La primera vez en un torneo de natación no me sabía tirar desde la banqueta. Me daba terror golpearme la frente, quebrarme el cuello, quedar parapléjica o romperme los dientes. Pero me tiré y del golpe contra el agua, después del torneo tenía las piernas llenas de moretes. La gente del público hizo un ruido colectivo similar al que hace uno cuando ve que alguien se lastima. Eran 50 metros en piscina de 25 y cada brazada era como si me rebanaran los brazos con machetes. Llegué a la pared, descansé, respiré y empecé el regreso, medio llorando y medio respirando. Terminé y me dio un ataque de pánico. No podía salirme del agua. Todo esto en Sabana Oeste, San José, Costa Rica.

Hace 25 años, una chiquilla machita tica, de pelo corto y ojos de cielo se colocó frente a su carril y saludó sonriendo a un estadio que coreaba “U S A- U S A”, como si ellos estuvieran gritando su nombre o el de su país. Puso algo en el suelo. Estaba en Atlanta. En unos Juegos Olímpicos.

Se subió a la banqueta. Se subió con horas y horas y horas de entrenamiento, madrugadas, días libres. Se subió con el susurro hachero de muchos escépticos convencidos que Costa Rica nunca servía para nada en lo Juegos Olímpicos, ni en ninguna otra cosa. Se subió con las lágrimas acumuladas de repetir un ejercicio cuando ya no da el cuerpo. Se subió con sus medallas, mejores tiempos, torneos y campeonatos mundiales. Se subió con los comentarios racistas por haber nacido en Nicaragua, con los descalificativos diciéndole que tenía las cosas fáciles por “alemana”. Con los silencios de las cosas no contadas.

Pero arriba, en la banqueta, esperando el pitazo de salida, se está igual que en cualquiera de esos 8 carriles y se comprende lo que decía Buda: al final, por más apoyo, buenos deseos y compañías, las personas estamos profundamente solas y así enfrentamos las cosas. Dependemos de nosotros y de nadie más. Nadie está en mi cabeza, nadie en mi cuerpo, nadie entiende lo que se siente, nadie nada por mí. Nadie más que yo- o en este caso ella- se sube a la banqueta y se clava en el agua.
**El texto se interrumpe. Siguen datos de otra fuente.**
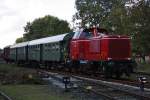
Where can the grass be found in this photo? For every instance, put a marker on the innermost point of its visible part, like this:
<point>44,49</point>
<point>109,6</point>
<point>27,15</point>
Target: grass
<point>11,74</point>
<point>34,92</point>
<point>16,83</point>
<point>144,68</point>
Vimos en vivo cada brazada de esos 200 metros, sin respirar. Cualquiera que nade ha sentido en el cuerpo la elasticidad del tiempo, lo que dura un segundo, una centésima. Las sensaciones físicas que van variando en cada metro. La lucha contra el ruido en la cabeza, contra esa conversación que no para. Todos, los que nadan y los que no, pasamos colectivamente de la mueca amargada descreída al silencio incrédulo y luego al grito del narrador:

¡Vamos Claudia!…¡Vamos Claudia! ¡Vamooos Claudia!

Cerramos llorando con ella, mientras la veíamos taparse la boca y agitar la banderita en el agua. Nosotros tampoco sabíamos qué se dice en esos casos. Hay momentos en que no es necesario decir o entender nada. Momentos que son solo para sentir. Que ella llorara por esa medalla de oro, se entiende. Pero ¿y nosotros? ¿Qué llorábamos nosotros? ¿Qué es lo despierta en cada uno ese video y ese logro? ¿Por qué lo sentimos como propio? ¿Por qué la admiración y el cariño y el agradecimiento?
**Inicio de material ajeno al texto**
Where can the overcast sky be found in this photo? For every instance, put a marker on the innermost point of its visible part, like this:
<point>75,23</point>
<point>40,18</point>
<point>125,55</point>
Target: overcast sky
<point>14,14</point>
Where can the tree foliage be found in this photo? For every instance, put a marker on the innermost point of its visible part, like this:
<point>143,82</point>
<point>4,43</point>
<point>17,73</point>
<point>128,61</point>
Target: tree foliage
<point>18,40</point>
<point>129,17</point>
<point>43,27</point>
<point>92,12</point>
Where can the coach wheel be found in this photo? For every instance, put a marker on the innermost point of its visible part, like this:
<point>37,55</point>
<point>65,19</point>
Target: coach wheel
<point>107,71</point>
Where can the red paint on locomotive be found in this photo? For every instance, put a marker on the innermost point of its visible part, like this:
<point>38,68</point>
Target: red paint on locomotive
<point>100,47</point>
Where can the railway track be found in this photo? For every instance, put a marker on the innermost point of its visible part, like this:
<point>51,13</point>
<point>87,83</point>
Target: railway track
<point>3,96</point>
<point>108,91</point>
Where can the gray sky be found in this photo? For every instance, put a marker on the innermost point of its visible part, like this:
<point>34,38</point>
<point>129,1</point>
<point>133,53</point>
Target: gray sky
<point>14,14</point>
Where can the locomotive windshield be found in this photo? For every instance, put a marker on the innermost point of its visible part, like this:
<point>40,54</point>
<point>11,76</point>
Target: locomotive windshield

Tal vez porque todos enterramos esperanzas de sueños a los que renunciamos por creerlos imposibles. Y de repente, agitando una banderita, recibiendo la medalla de oro, escribiendo la historia de su país, nos recuerda que todos, todos, podemos subirnos a esa banqueta, lanzarnos al vacío y recorrer la distancia que nos separa de lo renunciado. Tal vez porque 25 años después, nos sigue renovando la esperanza. ¿Y qué sería de nosotros sin la ilusión de un cambio que dependa del esfuerzo personal y no del azar? ¿Qué seríamos sin el ejemplo de que se puede?

Cuando le preguntaron en qué pensaba mientras nadaba, respondió: “En mi papá”. Porque las diosas olímpicas son, ante todo, seres humanos y tienen también esos amores imortales. Eternos.